MPT: A Large-scale Multi-Phytoplankton Tracking Benchmark
Yang Yu, Yuezun Li, Xin Sun, Junyu Dong
TL;DR
This work addresses the challenge of real-time plankton monitoring by introducing MPT, a large-scale synthetic video benchmark with 140 4K sequences across 27 species and 14 backgrounds, enabling robust evaluation of multi-object tracking in underwater environments.
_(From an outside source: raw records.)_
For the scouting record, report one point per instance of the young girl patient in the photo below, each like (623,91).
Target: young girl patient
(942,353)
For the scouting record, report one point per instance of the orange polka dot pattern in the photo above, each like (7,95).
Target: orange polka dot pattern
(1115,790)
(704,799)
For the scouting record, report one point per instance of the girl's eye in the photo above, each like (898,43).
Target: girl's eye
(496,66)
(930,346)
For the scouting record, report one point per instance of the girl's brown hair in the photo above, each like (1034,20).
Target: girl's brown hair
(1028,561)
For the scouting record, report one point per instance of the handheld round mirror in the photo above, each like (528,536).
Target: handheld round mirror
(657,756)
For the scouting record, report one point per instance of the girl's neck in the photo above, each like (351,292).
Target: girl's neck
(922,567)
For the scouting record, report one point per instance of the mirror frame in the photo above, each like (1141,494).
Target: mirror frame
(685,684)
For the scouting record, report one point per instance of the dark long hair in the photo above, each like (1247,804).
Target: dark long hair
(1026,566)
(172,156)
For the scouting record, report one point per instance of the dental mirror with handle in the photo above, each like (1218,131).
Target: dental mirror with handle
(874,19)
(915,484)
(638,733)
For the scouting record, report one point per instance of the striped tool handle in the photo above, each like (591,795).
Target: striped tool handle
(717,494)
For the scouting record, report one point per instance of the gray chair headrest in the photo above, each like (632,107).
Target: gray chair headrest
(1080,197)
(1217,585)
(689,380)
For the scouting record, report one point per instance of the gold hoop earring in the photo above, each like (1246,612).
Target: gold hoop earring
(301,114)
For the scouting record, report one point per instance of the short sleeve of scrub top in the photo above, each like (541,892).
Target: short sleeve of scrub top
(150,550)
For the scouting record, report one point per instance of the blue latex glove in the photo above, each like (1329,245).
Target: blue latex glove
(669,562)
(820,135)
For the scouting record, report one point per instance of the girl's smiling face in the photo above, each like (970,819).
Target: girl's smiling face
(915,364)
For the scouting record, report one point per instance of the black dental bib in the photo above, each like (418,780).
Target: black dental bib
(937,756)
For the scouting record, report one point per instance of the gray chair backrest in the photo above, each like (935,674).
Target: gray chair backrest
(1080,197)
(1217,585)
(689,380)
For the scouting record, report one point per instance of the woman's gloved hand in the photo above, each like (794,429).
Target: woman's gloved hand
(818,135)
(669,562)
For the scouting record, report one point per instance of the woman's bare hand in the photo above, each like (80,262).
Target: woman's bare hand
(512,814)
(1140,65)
It also presents DSFT, a Deviation-Corrected Multi-Scale Feature Fusion tracker that combines a residual-predicting auxiliary extractor (DCM) with multi-scale feature fusion (MFSF) to mitigate focus shifts and the loss of small-object information during tracking. The authors validate MPT and DSFT through extensive experiments and ablations, showing substantial improvements over baselines and establishing a practical framework for real-time phytoplankton observation and monitoring. Overall, MPT provides a versatile resource bridging detection and tracking in marine contexts, while DSFT offers a specialized online MOT solution tailored to the unique challenges of plankton data and underwater backgrounds.
Abstract
Phytoplankton are a crucial component of aquatic ecosystems, and effective monitoring of them can provide valuable insights into ocean environments and ecosystem changes. Traditional phytoplankton monitoring methods are often complex and lack timely analysis. Therefore, deep learning algorithms offer a promising approach for automated phytoplankton monitoring. However, the lack of large-scale, high-quality training samples has become a major bottleneck in advancing phytoplankton tracking. In this paper, we propose a challenging benchmark dataset, Multiple Phytoplankton Tracking (MPT), which covers diverse background information and variations in motion during observation. The dataset includes 27 species of phytoplankton and zooplankton, 14 different backgrounds to simulate diverse and complex underwater environments, and a total of 140 videos. To enable accurate real-time observation of phytoplankton, we introduce a multi-object tracking method, Deviation-Corrected Multi-Scale Feature Fusion Tracker(DSFT), which addresses issues such as focus shifts during tracking and the loss of small target information when computing frame-to-frame similarity. Specifically, we introduce an additional feature extractor to predict the residuals of the standard feature extractor's output, and compute multi-scale frame-to-frame similarity based on features from different layers of the extractor. Extensive experiments on the MPT have demonstrated the validity of the dataset and the superiority of DSFT in tracking phytoplankton, providing an effective solution for phytoplankton monitoring.